There exists a continuously differentiable bijection, $g:[a,b]\to [c,d]$ satisfying $g'(k)>0$ with $z(k)=w(g(k))$ Let $z:[a,b]\to \mathbb{C}$ and $w:[c,d]\to \mathbb{C}$ such that there exists $t(s):[c,d]\to [a,b]$ which is a continuously differentiable bijection with $t'(s)>0$ and $w(s)=z(t(s))$. 

Then I want to prove that there exists a continuously differentiable
  bijection, $g:[a,b]\to [c,d]$ satisfying $g'(k)>0$ with
  $z(k)=w(g(k))$.

I am guessing that this $g$ is $t^{-1}$ because $w(t^{-1}(k)=z(t(t^{-1})(k))=z(k)$ and as $t$ is a bijection, so $t^{-1}$ is also a bijection.
I don't know how to proceed after this. 
 A: You already proved the part where you constructed $g$ (that is $t^{-1}$). So if is understand your question right all we need to prove is that $t^{-1}$ is continuously differentiable and that $t^{-1}(k)>0$.

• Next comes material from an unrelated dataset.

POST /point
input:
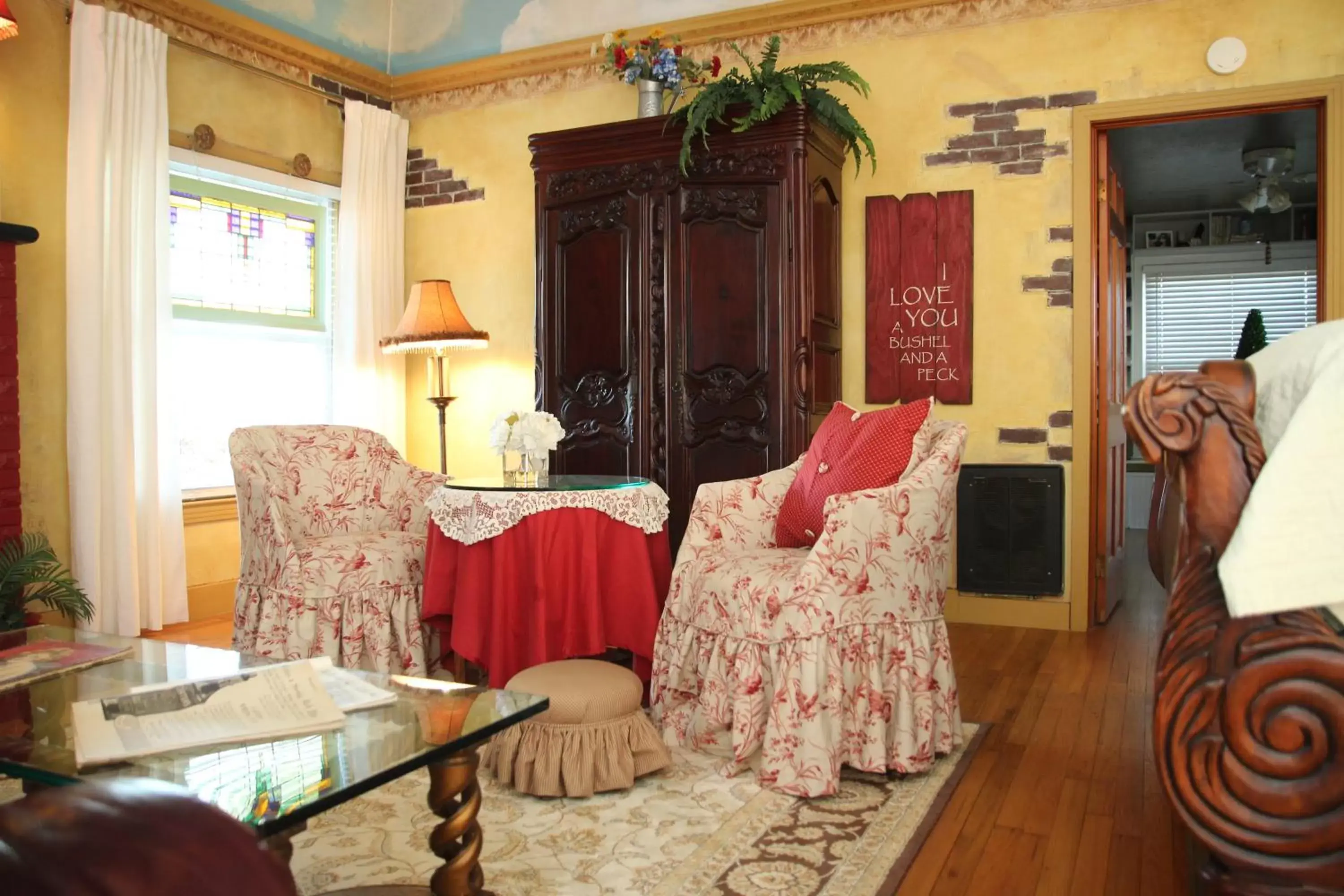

You know that $t(t^{-1}(k)) = k$ so using the chain rule we have that:
$$t'(t^{-1}(k)) {t^{-1}}'(k)=1 \quad \Leftrightarrow {t^{-1}}'(k) = \frac{1}{t'(t^{-1}(k))}>0$$
Using this we may conclude that ${t^{-1}}'(k)>0$ and continuously differentiable. 
Hope that helped.
EDIT:
Here's an argument for differentiability:
Note that (by the intermediate value theorem):
$$ 1 = \frac{t(t^{-1}(k+h))-t(t^{-1}(k))}{h} = t'(c_h) \left( \frac{t^{-1}(k+h) -t^{-1}(k)}{h}\right),$$
where $c_h$ belongs to the interval connecting $t^{-1}(k+h)$ and $t^{-1}(k)$. Note that we have that $c_h \to t^{-1}(k)$ as $h \to 0$. Thus we have that:
$$\lim_{h \to 0} \left( \frac{t^{-1}(k+h) -t^{-1}(k)}{h}\right) = \lim_{h \to 0}\frac{1}{t'(c_h)} = \frac{1}{t'(t^{-1}(k)}$$
Where we have used continuity of $t'$ when passing the limit inside $t'$.